POST /v1/chat/completions
POST
/v1/chat/completionsCreates a chat completion. Supports text, multimodal inputs, and streaming.
Request
Headers
| Header | Value |
|---|---|
Authorization | Bearer {api_key} |
Content-Type | application/json |
Body
{
"model": "gemini-3-flash-preview",
"messages": [
{ "role": "system", "content": "You are a helpful assistant." },
{ "role": "user", "content": "Hello, world!" }
],
"stream": false,
"temperature": 0.7,
"max_tokens": 1024
}
Parameters
| Parameter | Type | Required | Description |
|---|---|---|---|
model | string | Yes | Model ID. See supported models. |
messages | array | Yes | Array of message objects. |
stream | boolean | No | false (default) for JSON. true for SSE streaming. |
temperature | number | No | Sampling temperature, 0 to 2. |
top_p | number | No | Nucleus sampling, 0 to 1. |
max_tokens | integer | No | Maximum tokens to generate. |
stop | string | string[] | No | Up to 4 stop sequences. |
n | integer | No | Number of completions to generate. |
presence_penalty | number | No | -2.0 to 2.0. |
frequency_penalty | number | No | -2.0 to 2.0. |
user | string | No | End-user identifier for abuse detection. |
Message object
| Field | Type | Required | Description |
|---|---|---|---|
role | string | Yes | "system", "user", or "assistant". |
content | string | array | Yes | Text string, or array of content parts for multimodal. |
name | string | No | Participant name. |
Content parts (multimodal)
When content is an array, each element is a content part:
Text: { "type": "text", "text": "Describe this image." }
Image: { "type": "image_url", "image_url": { "url": "https://..." } }
Audio: { "type": "input_audio", "input_audio": { "data": "<base64>", "format": "webm" } }
Response (non-streaming)
{
"id": "chatcmpl-abc123",
"object": "text_completion",
"created": 1709123456,
"model": "gemini-3-flash-preview",
"choices": [
{
"index": 0,
"message": {
"role": "assistant",
"content": "Hello! How can I help you today?"
},
"finish_reason": "stop"
}
],
"usage": {
"prompt_tokens": 12,
"completion_tokens": 9,
"total_tokens": 21
}
}
Response fields
| Field | Type | Description |
|---|---|---|
id | string | Unique completion ID. |
object | string | Always "text_completion". |
created | integer | Unix timestamp. |
model | string | Model used. |
choices[].message | object | { role, content }. |
choices[].finish_reason | string | "stop", "length", or "content_filter". |
usage.prompt_tokens | integer | Input tokens. |
usage.completion_tokens | integer | Output tokens. |
usage.total_tokens | integer | Sum of input + output. |
Response (streaming)
When stream: true, the response is a stream of Server-Sent Events.

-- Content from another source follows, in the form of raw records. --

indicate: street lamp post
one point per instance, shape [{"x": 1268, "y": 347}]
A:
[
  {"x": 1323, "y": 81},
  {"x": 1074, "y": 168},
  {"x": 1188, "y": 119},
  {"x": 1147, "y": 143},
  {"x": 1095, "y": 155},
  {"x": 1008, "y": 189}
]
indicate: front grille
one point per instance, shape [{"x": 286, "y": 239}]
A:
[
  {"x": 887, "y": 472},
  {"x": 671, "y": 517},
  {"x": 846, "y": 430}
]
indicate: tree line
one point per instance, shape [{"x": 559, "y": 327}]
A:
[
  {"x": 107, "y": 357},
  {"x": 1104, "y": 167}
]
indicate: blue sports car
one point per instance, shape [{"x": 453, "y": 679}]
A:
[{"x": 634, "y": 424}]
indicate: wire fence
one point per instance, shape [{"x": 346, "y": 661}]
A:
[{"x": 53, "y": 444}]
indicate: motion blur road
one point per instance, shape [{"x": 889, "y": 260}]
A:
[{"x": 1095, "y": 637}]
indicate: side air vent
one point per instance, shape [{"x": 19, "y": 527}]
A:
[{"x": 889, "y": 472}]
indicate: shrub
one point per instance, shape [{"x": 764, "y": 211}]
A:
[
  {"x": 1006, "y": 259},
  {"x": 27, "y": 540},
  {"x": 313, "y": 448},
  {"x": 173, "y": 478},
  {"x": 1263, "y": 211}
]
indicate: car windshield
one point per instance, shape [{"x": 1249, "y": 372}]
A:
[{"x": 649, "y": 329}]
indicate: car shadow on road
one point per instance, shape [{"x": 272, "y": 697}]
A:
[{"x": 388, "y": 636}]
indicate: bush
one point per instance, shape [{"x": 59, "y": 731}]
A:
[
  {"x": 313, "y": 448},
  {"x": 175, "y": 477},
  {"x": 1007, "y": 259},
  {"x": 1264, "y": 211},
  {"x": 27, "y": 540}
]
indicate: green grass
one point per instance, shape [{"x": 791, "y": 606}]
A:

Content-Type: text/event-stream
data: {"id":"chatcmpl-abc123","object":"text_completion.chunk","choices":[{"index":0,"delta":{"role":"assistant"},"finish_reason":null}]}
data: {"id":"chatcmpl-abc123","object":"text_completion.chunk","choices":[{"index":0,"delta":{"content":"Hello"},"finish_reason":null}]}
data: {"id":"chatcmpl-abc123","object":"text_completion.chunk","choices":[{"index":0,"delta":{"content":"!"},"finish_reason":"stop"}],"usage":{"prompt_tokens":12,"completion_tokens":2,"total_tokens":14}}
data: [DONE]
The final chunk contains usage with accumulated token counts.
Status codes
| Status | Description |
|---|---|
200 | Success |
400 | Invalid request (missing model/messages, wrong model type) |
401 | Unauthorized |
402 | Insufficient balance |
502 | Upstream provider error |
Examples
Basic chat
curl -X POST https://api.modelmax.io/v1/chat/completions \
-H "Content-Type: application/json" \
-H "Authorization: Bearer $MODELMAX_API_KEY" \
-d '{
"model": "deepseek-v3.2",
"messages": [
{ "role": "user", "content": "What is 2+2?" }
]
}'
from openai import OpenAI
client = OpenAI(api_key="your-key", base_url="https://api.modelmax.io/v1")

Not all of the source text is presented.